You keep assuming a self driving car strongly resembles a traditional industrial robotics at all.
The actual actuating part of a self-driving car is fairly easy (just turn the wheel, apply the breaks), it is the control system and sensing that is key to success, the former being software, and the latter (LIDAR) that Google is heavily invested in while Toyota is very late to that game.
Right now, if I was a betting man, Google will beat Toyota. Of course, Toyota could always flip the table and take some risks, but that isn't what Toyota is known for. If it happens great! But I don't think any smart money sees Toyota having a clear advantage ATM.
I think you're downplaying the actual engineering required. Robotics is more than just actuators. Robotics folks have been doing sensor fusion, control, and learning for much longer than software ML folks have been doing those same things.
I'm saying a software company is not gonna crack the market. Software companies neither have the expertise nor the engineering discipline. Boston Robotics and Google have been famously not getting along and their self-driving division seems to have been horribly mismanaged for a long time and we are now seeing the fallout in the form of lawsuits.
Is that industry consensus? Also, I think closed-access freeways are very well mapped, is level 5 needed to disrupt the trucking industry, or will level 4 do?
Yeah, my guess is that for trucking, we'll be looking at two drivers per N trucks, moving as a convoy. (Two drivers means one can sleep, and the convoy never needs to take long breaks.) You have to have someone there to take over if a truck goes down half way between Boise and East Nowhere. All the better if they can keep an eye on the monitoring systems for the convoy; taking over driving the lead truck will presumably also be an option for as long as it needs to be.

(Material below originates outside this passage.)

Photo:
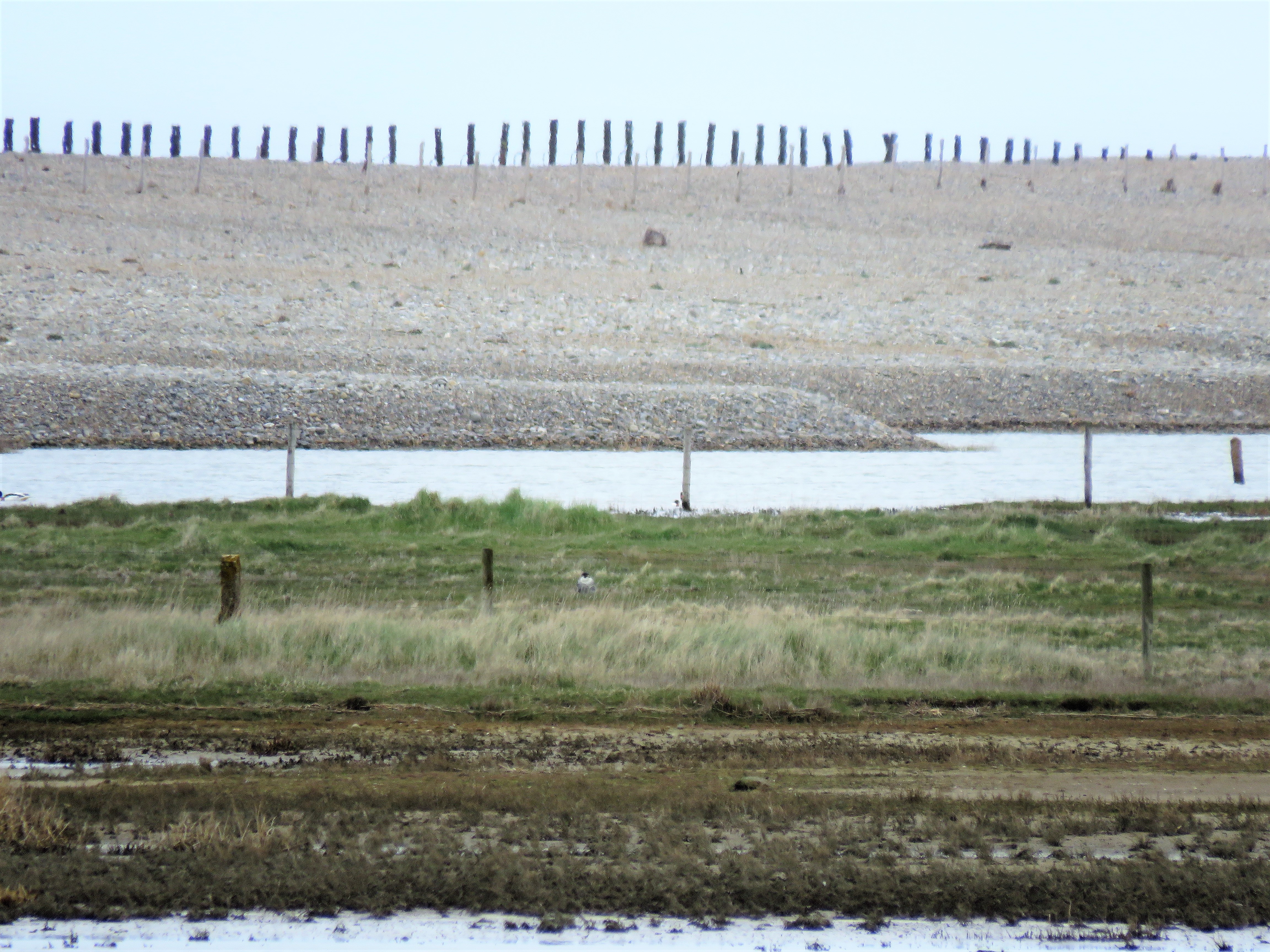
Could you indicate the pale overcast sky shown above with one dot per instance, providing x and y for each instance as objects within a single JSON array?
[{"x": 1102, "y": 74}]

Gurley says 25 years until majority of trips with self driving cars in the US, and that's because of legal hurdles, not technological ones. I don't have time to watch the video with Pratt.
Why are we limiting ourselves just to the states? Markets like China with severe traffic and parking problems and authoritarian governments to push through changes are more likely to adopt self driving cars than developed markets with plenty of roads and parking.
Ya, it seems like the last place! But the need is strong, the will is there. Baidu and many other Chinese companies are making big self drive car investments.
Self driving cars are just a toy in the USA, but in china they could optimize infrastructure that is extremely limited and unable to grow to meet demand. They are also not above changing the rules as needed (like when they put up fences in our office so we couldn't easily cross the street to our other building, all in the name of keeping pedistrians off what was otherwise a very untrafficed road.
I think that was Gurley's point. In many Asian countries the need is greater and the ability to sue lower, so self driving cars will be on public roads much earlier than in the US.
At the point of level 4, the roads and conditions will change to better accommodate, likely pushing cities and villages farther apart (particularly in America).
The actual quote is:
Venture capitalist Bill Gurley thinks it will be more than 25 years before the majority of rides in any major American city are performed by autonomous vehicles with no steering wheel.
Note that this is actually an argument against us being "still decades (or more) away from full level-5 autonomy that would make drivers behind the wheel unnecessary." (to quote the OP).
If in 25 years time more than 50% of trips are in autonomous vehicles with no steering wheel, and assuming the average age of the car remains roughly the same (11 years)[1], then completely autonomous cars will have to be available much earlier than 25 years.
However, I'd note that he said "more than" (so who knows exactly what he meant) and also self-driving long-haul trucks are a different subset of the problem. It may be easier to make long-haul trucks which just drive between cities and drop off items at depots than cars which drive though city streets.